In their paper, “Evaluating Very Long-Term Conversational Memory of LLM Agents”, Snap researchers introduced the open-source LoCoMo benchmark. LoCoMo provides a new standard for evaluating the true long-term conversational memory of AI agents.
Unlike traditional LLM benchmarks, such as MMLU or SWE-Bench, that test a model’s static knowledge, LoCoMo specifically targets an agent’s ability to maintain and reason over extended conversational contexts. It is designed to go beyond simple recall—the ability to find a fact in a large block of text. Instead, it measures an agent’s capacity to build, maintain, and reason over an evolving, multi-session memory, just as humans do.
The LoCoMo Dataset
The dataset, a collection of conversations between different pairs of characters (e.g., “Audrey” and “Andrew”), unfolds over multiple sessions with specific dates and times. The true test lies in the variety of questions used to evaluate the model’s performance on three primary tasks:
- Question Answering (QA): This task directly examines an agent’s ability to recall and reason over information from long conversations. Questions are categorized into four distinct reasoning types: single-hop (factual recall), temporal (identifying event timeframes), multi-hop (linking multiple pieces of information), and adversarial (questions designed to mislead).
- Event Summarization: This task measures an agent’s causal and temporal understanding by requiring it to summarize conversation history into an event graph.
- Multi-modal Dialogue Generation: This assesses an agent’s capacity to use relevant context from past conversations to generate consistent and coherent responses.
The dataset comprises a total of 1,986 questions, categorized to assess various aspects of an agent’s memory and reasoning.
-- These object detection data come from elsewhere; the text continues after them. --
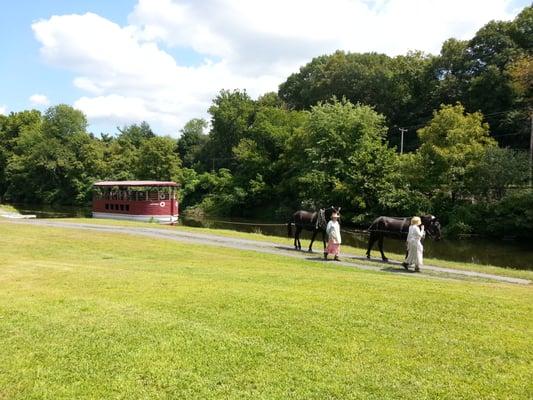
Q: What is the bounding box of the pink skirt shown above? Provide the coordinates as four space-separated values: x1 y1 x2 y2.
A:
326 240 341 256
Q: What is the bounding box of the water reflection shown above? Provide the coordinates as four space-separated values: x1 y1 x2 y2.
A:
181 218 533 270
5 205 533 270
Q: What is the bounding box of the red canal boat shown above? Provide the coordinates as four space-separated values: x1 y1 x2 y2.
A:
93 181 178 223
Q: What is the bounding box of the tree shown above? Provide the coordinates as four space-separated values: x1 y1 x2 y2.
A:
117 121 155 148
290 100 396 220
206 90 255 169
178 118 209 168
136 136 181 181
417 104 496 200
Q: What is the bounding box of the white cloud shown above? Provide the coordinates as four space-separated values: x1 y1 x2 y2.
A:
32 0 517 134
29 93 50 106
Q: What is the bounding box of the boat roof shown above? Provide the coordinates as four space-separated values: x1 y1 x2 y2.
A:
93 181 178 187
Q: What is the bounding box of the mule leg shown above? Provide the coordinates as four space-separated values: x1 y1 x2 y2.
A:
366 232 377 259
322 231 328 260
309 229 318 253
378 235 389 262
294 226 302 250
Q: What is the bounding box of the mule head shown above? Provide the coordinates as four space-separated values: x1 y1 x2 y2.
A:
421 215 442 240
324 206 341 221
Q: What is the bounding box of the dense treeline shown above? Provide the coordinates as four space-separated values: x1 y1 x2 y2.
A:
0 7 533 237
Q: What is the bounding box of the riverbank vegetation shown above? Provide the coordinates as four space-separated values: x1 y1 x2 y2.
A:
0 6 533 239
0 223 533 400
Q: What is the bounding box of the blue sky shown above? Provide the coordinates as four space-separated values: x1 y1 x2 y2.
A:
0 0 530 136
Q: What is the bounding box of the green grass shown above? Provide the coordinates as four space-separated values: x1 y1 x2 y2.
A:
54 218 533 280
0 204 17 212
0 222 533 399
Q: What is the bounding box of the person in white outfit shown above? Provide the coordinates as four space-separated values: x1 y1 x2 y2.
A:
324 212 341 261
402 217 426 272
For official scoring and evaluation, only the four core question categories (1-4) are processed.
Category | Description | Total Questions |
---|---|---|
1 | Multi-Hop: Questions that require synthesizing information from multiple sessions. | 282 |
2 | Temporal Reasoning: Questions can be answered through temporal reasoning and capturing time-related data cues within the conversation. | 321 |
3 | Open-Domain: Questions can be answered by integrating a speaker’s provided information with external knowledge, such as commonsense or world facts. | 96 |
4 | Single-Hop: Questions asking for specific facts directly mentioned in the single session conversation. | 841 |
5 | Adversarial: These questions are designed to trick the agent into providing wrong answers, with the expectation that the agent will correctly identify them as unanswerable. | 446 |
Total | 1986 |
You may notice that our Category IDs and Descriptions may not match LoCoMo benchmark results from other vendors. See Appendix A for details.
The structure of these questions reveals the benchmark’s true purpose: to go beyond simple memory. The factual and temporal questions serve as a baseline, while the Inference and Adversarial questions test a model’s capacity for nuanced reasoning and robustness against hallucination.
The adversarial category of questions (Category 5) is designed to test a model’s ability to identify questions that cannot be answered from the provided conversation history. This category is excluded from final scoring and evaluation because there is no official ground truth answer against which to grade, a common practice among researchers to ensure a fair and consistent comparison of results.
The ‘LLM Judge Score’
For simplicity and ease of comparison, our benchmark results are reported using a single, easy-to-digest score, referred to as the LLM Judge Score (llm_score
). This score is derived by using a powerful language model, such as OpenAI’s GPT-4o-mini, to act as a judge. The LLM judge compares the answer provided by the tested memory method to the ground truth and assigns a score of 1 if they are considered “the same,” and 0 otherwise. A higher llm_score
is considered better.
While the llm_score
offers a quick and convenient way to compare models, it’s important to remember that it is a proxy. A single number cannot fully capture the nuances of conversational quality, including fluency, tone, and overall user experience.
Performance Analysis: MemMachine on the LoCoMo Benchmark
MemMachine’s architecture is designed to address the challenges of long-term memory with two distinct memory types: Episodic Memory and Profile Memory. We present the initial results for our Episodic Memory, which refers to the ability to store and recall specific past experiences or events.
For our evaluation of LoCoMo, we allowed an agent to perform multiple memory searches to provide the best answer to the question.
The table below shows the performance of MemMachine’s Episodic Memory on a key subset of the LoCoMo benchmark’s question categories.
Category | llm_score | count | type |
---|---|---|---|
1 | 0.8050 | 282 | multi_hop |
2 | 0.7259 | 321 | temporal |
3 | 0.6458 | 96 | open_domain |
4 | 0.9334 | 841 | single_hop |
Overall Mean Scores | 0.8487 | Total: 1540 |
The overall mean score in the benchmark is calculated using a weighted average, where each category’s score is multiplied by the number of questions in that category, summed together, and then divided by the total number of questions. In this case:
$$ \text{Overall Score} = \frac{(0.8050 \times 282) + (0.7259 \times 321) + (0.6458 \times 96) + (0.9334 \times 841)}{1540} = 0.8487 $$This ensures that larger categories, like single_hop with 841 questions, have a bigger impact on the final overall score than smaller ones.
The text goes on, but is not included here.